Potential on-line deployment

Creating dough that will exhibit good gas retention properties requires optimal development of the dough, and in many cases this is brought about by input of a specific amount of mechanical energy5. Although not used extensively for dough formation, twin-screw extrusion technology is able to continuously control the amount of work input administered to the dough accurately16. As with standard breadmaking processes, manipulating gas cell characteristics and dough matrix properties are pre-requisites for optimising extruded dough quality. Based on the results above, any changes in gas cell and matrix will be expected to affect ultrasonic velocity (v) and attenuation (α).

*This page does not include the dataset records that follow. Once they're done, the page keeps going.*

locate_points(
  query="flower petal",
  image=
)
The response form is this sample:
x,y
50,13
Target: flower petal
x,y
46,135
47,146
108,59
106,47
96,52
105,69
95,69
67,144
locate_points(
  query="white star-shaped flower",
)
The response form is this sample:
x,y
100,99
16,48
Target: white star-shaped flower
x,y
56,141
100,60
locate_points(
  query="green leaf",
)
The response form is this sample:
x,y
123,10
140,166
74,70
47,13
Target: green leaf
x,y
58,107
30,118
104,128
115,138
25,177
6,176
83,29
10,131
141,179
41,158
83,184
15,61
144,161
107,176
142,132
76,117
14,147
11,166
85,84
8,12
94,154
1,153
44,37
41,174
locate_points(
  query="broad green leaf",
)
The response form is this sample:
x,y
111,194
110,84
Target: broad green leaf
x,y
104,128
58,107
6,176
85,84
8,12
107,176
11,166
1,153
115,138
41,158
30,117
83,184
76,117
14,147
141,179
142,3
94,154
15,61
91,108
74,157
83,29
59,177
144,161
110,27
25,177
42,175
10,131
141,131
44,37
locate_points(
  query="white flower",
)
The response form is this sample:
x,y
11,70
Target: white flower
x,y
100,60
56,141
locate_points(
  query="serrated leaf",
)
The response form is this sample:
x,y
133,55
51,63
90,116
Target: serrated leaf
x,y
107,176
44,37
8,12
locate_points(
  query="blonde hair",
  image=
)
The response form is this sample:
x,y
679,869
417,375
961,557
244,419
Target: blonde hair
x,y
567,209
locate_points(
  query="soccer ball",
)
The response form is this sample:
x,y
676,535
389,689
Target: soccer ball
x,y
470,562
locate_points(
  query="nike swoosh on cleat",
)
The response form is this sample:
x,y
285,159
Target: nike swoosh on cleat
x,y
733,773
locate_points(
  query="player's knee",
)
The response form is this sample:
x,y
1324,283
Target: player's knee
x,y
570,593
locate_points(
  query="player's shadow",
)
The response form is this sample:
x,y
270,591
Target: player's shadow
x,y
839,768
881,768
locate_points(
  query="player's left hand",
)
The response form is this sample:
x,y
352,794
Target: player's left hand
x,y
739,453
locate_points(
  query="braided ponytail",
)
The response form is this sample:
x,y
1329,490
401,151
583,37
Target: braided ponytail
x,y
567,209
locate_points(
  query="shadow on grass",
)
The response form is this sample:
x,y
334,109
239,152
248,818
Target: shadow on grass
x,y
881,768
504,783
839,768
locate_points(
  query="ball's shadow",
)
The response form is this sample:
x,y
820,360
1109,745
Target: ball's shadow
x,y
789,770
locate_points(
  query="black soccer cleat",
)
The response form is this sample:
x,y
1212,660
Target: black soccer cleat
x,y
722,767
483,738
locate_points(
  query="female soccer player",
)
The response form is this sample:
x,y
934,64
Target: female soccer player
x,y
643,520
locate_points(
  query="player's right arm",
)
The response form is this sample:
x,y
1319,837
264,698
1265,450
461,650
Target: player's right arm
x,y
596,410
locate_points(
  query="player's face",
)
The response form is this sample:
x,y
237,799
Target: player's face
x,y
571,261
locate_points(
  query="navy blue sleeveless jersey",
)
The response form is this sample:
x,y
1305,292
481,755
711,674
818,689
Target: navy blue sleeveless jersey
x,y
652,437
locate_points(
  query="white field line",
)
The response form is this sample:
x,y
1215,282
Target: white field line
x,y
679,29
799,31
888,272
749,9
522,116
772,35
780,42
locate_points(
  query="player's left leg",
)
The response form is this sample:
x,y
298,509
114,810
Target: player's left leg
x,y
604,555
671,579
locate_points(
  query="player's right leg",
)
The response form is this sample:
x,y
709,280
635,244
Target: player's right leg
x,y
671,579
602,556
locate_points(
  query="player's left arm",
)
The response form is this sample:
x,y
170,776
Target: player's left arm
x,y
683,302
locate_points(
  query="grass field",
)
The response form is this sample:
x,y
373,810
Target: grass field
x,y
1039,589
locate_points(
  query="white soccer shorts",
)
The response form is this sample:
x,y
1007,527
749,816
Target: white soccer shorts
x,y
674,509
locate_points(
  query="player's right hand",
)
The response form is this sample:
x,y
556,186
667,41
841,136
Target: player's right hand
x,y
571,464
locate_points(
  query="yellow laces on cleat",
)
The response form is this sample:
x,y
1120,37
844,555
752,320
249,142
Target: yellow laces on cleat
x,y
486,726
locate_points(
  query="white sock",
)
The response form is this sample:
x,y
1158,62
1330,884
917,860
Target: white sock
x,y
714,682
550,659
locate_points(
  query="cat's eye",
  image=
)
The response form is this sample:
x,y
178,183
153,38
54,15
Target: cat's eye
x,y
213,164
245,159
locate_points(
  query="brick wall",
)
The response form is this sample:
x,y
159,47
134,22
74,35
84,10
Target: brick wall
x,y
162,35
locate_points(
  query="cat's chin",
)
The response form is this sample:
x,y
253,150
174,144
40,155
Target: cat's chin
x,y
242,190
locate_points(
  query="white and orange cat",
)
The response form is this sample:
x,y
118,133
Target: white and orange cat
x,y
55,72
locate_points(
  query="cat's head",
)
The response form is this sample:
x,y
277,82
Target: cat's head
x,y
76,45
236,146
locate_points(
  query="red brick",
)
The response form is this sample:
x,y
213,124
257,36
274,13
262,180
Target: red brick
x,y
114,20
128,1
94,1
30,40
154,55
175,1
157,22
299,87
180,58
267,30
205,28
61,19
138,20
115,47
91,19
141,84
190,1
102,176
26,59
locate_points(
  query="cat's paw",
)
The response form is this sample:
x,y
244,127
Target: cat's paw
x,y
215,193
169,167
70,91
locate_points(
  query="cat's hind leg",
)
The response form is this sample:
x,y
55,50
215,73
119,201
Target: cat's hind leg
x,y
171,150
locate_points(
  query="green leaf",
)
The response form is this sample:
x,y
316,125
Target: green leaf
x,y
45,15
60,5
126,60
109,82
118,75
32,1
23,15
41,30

For two extremes in dough water content17, provided that the SME is not too low, the parameter v/α is sensitive to specific mechanical energy (SME) input for doughs extruded at 40°C (Figure 9). Accordingly, installing ultrasound on-line within a dough extrusion process (as in aerated synthetic polymer extrusion systems18), offers the possibility of using ultrasound to monitor and control the work input that controls the development of the dough.

Figure 9

Conclusion

Low intensity ultrasound is a versatile technique that provides information on ingredient effects on dough matrix properties, both during mixing and during fermentation. Using a range of ultrasonic frequencies allows changes in gas cell populations and sizes to be monitored, an objective that is difficult to attain in this opaque material using other techniques. The potential for on-line utilisation augurs well for integration of ultrasound within process control options planned for wheat flour dough processing systems.